I'm just creating a Dockerfile
in a working copy (local clone) of this repository (HEAD at 2bdffc6b6e6e0d9ee8632dabf5009e995b31028d) and building with Docker. Here's the Dockerfile
:
# FIXME: Makes a huge image.
# TODO: Optimize with a multi-stage build, perhaps also using venv.
# Pin to 3.10-bookworm to get Python 3.10
# because https://github.com/MahmoudAshraf97/whisper-diarization/issues/90
FROM python:3.10-bookworm
ARG WD_USER=joe
ARG WD_UID=1000
ARG WD_GROUP=joe
ARG WD_GID=1000
# We rarely see a full upgrade in a Dockerfile.
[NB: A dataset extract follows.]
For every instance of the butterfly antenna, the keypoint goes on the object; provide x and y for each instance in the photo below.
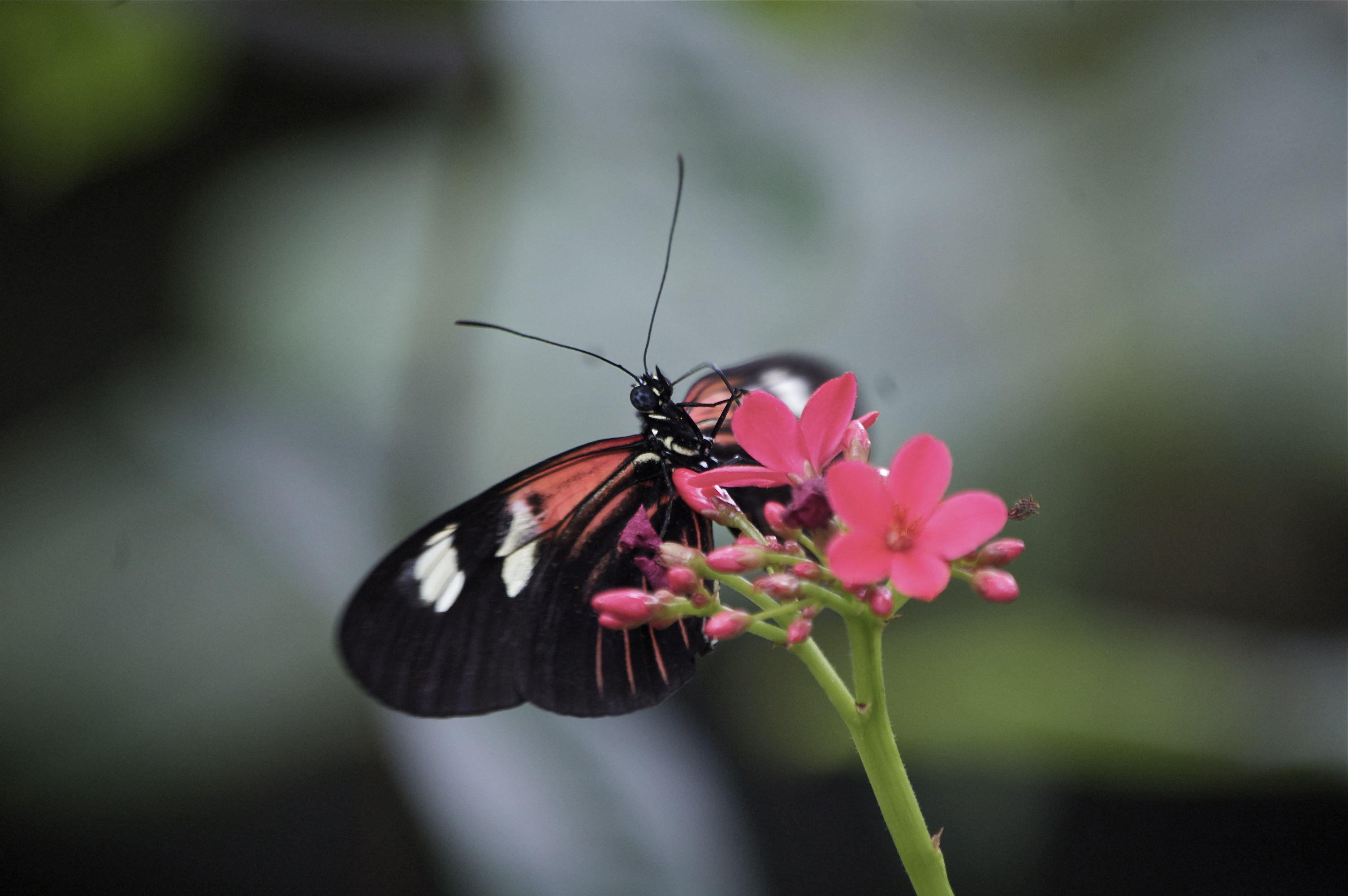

Why?
# && apt-get --assume-yes dist-upgrade \
RUN apt-get update \
&& apt-get --assume-yes --no-install-recommends install \
cython3 \
ffmpeg \
unzip \
wget \
&& rm -rf /var/lib/apt/lists/*
WORKDIR /usr/src/app
COPY . .
RUN addgroup --gid $WD_GID $WD_GROUP \
&& adduser --uid $WD_UID --gid $WD_GID --shell /bin/bash --no-create-home $WD_USER \
&& chown -R $WD_USER:$WD_GROUP /usr/src/app
USER $WD_USER:$WD_GROUP
RUN mkdir venv \
&& python -m venv venv \
&& . venv/bin/activate \
&& pip install Cython \
&& pip install --no-cache-dir --requirement requirements.txt
Build with docker build --tag whisper-diarization .
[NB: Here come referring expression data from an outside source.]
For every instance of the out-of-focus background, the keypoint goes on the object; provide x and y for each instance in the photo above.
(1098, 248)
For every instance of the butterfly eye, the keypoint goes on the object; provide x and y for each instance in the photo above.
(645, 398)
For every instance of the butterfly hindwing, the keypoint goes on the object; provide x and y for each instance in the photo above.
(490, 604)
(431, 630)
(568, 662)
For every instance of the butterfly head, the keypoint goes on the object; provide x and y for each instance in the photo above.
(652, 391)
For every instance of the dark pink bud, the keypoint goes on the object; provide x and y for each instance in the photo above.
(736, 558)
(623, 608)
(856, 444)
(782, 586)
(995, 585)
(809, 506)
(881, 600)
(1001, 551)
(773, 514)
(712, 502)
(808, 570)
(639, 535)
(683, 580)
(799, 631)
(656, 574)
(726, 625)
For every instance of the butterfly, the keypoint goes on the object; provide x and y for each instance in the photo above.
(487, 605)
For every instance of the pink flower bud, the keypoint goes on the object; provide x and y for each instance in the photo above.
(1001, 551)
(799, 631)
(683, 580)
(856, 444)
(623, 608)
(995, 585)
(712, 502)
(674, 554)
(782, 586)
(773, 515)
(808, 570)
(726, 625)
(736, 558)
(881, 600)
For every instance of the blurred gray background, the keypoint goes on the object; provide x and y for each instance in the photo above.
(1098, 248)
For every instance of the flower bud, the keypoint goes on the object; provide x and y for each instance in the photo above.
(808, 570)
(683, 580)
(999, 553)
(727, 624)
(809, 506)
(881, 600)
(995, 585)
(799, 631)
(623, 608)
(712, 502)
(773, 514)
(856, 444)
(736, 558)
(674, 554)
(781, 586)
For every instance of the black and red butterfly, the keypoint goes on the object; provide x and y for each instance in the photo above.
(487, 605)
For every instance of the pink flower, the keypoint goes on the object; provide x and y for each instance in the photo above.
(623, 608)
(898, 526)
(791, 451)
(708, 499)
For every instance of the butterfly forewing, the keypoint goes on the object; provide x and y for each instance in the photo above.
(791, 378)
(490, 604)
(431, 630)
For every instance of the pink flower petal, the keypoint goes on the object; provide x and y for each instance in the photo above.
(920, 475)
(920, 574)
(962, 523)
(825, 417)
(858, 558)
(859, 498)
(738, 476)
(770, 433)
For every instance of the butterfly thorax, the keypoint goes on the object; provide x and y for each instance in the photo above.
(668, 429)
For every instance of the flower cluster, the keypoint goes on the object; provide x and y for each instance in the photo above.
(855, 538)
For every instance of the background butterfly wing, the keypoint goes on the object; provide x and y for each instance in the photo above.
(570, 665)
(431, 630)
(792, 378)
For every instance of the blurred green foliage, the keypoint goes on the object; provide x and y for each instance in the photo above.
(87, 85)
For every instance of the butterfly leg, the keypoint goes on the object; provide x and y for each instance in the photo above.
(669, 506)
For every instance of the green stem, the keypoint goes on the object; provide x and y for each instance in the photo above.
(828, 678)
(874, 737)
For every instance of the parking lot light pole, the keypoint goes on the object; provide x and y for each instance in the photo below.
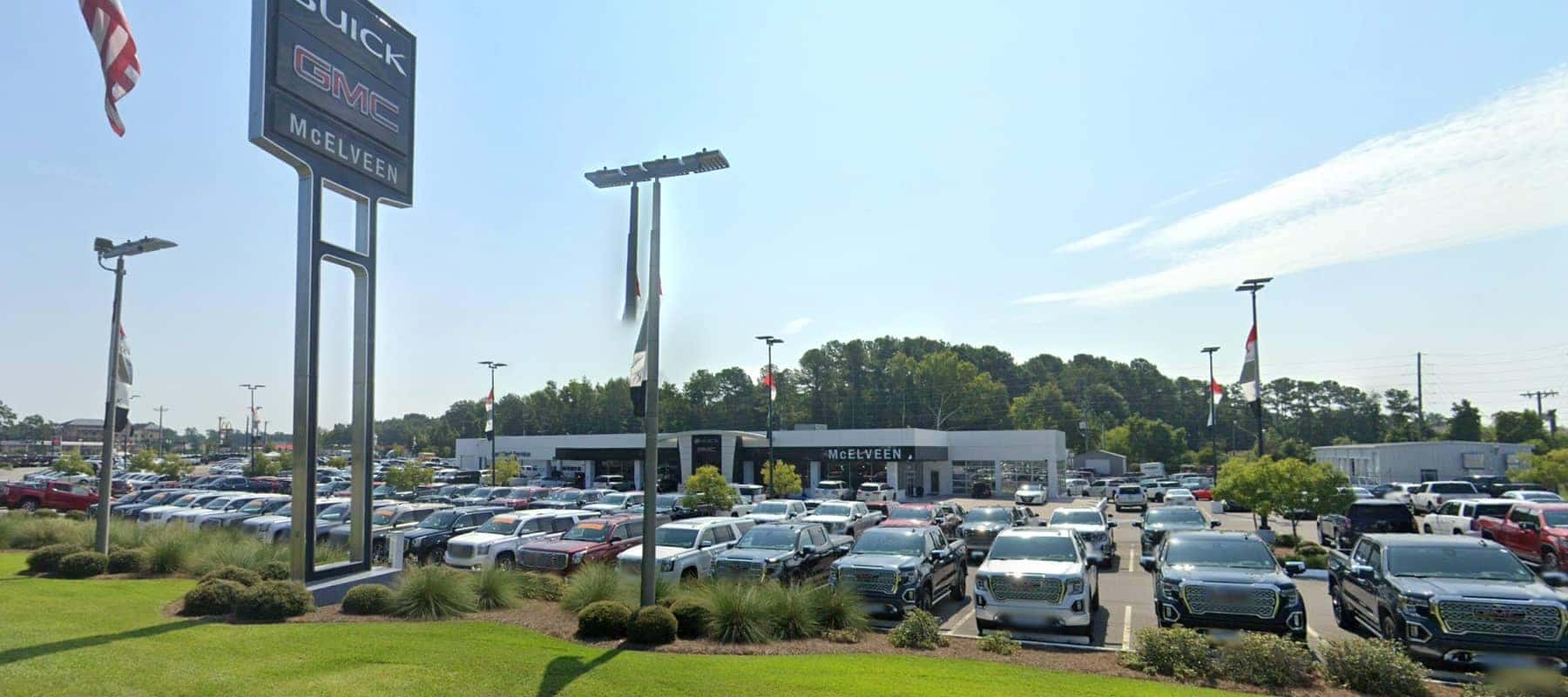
(109, 250)
(652, 172)
(772, 388)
The rest assumes a Bash shell on Linux or something close to / compatible with that.
As user joe
with UID 1000 and GID 1000, run with, for example:
BASE=$HOME/whisper-diarization
mkdir -p $BASE/data
mkdir -p $BASE/HOME_CACHE
mkdir -p $BASE/HOME_CONFIG
APP=/usr/src/app
mv /tmp/recording.mp3 data/
docker run --rm -it \
-v $BASE/data:/data \
-v $BASE/HOME_CONFIG:$APP/.config \
-v $BASE/HOME_CACHE:$APP/.cache \
--user joe:joe \
whisper-diarization \
bash
Now you're in the container at a non-root shell prompt, presumably. Run:
export HOME=/usr/src/app
source venv/bin/activate
python diarize_parallel.py -a /data/recording.mp3
exit
Now, inspect and manually clean up $BASE/data/recording.txt
on the host.
Don't forget the --gpus all
for docker run (if you want to use your GPU).
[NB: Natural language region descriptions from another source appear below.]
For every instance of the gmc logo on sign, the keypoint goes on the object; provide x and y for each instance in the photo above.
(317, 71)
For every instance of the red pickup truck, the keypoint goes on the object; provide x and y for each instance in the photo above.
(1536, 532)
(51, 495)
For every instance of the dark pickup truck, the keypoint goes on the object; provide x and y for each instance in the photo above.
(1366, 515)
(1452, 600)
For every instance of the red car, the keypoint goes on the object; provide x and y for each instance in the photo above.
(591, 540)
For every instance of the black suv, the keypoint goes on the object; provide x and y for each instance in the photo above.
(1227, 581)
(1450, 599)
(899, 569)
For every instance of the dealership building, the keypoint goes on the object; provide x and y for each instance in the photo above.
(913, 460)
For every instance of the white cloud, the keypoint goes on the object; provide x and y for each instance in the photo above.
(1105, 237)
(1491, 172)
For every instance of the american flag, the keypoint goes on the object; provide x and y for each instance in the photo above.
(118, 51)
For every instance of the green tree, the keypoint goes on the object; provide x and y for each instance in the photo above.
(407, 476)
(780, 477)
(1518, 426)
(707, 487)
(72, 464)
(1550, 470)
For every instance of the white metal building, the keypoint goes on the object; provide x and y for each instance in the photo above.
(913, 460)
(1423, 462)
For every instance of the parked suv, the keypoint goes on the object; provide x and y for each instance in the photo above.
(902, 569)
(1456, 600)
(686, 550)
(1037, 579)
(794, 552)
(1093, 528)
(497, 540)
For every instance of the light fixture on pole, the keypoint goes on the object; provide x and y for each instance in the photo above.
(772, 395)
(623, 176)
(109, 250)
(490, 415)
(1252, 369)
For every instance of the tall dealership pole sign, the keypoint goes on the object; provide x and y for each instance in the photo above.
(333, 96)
Just released "transcription stream" on GitHub today, which includes a docker image that runs diarize.py. Takes me about 15 minutes to build, but works great and is fast/automated. Would love to get your thoughts: https://github.com/transcriptionstream/transcriptionstream
It took me 30 minutes to build it and the 7.5GB size, but it works. Thanks for sharing :)
Just thought it would be handy to have a Docker image for this tool. I've been unable to get it working so far but I'll keep trying. If anyone else has it running in Docker, please share.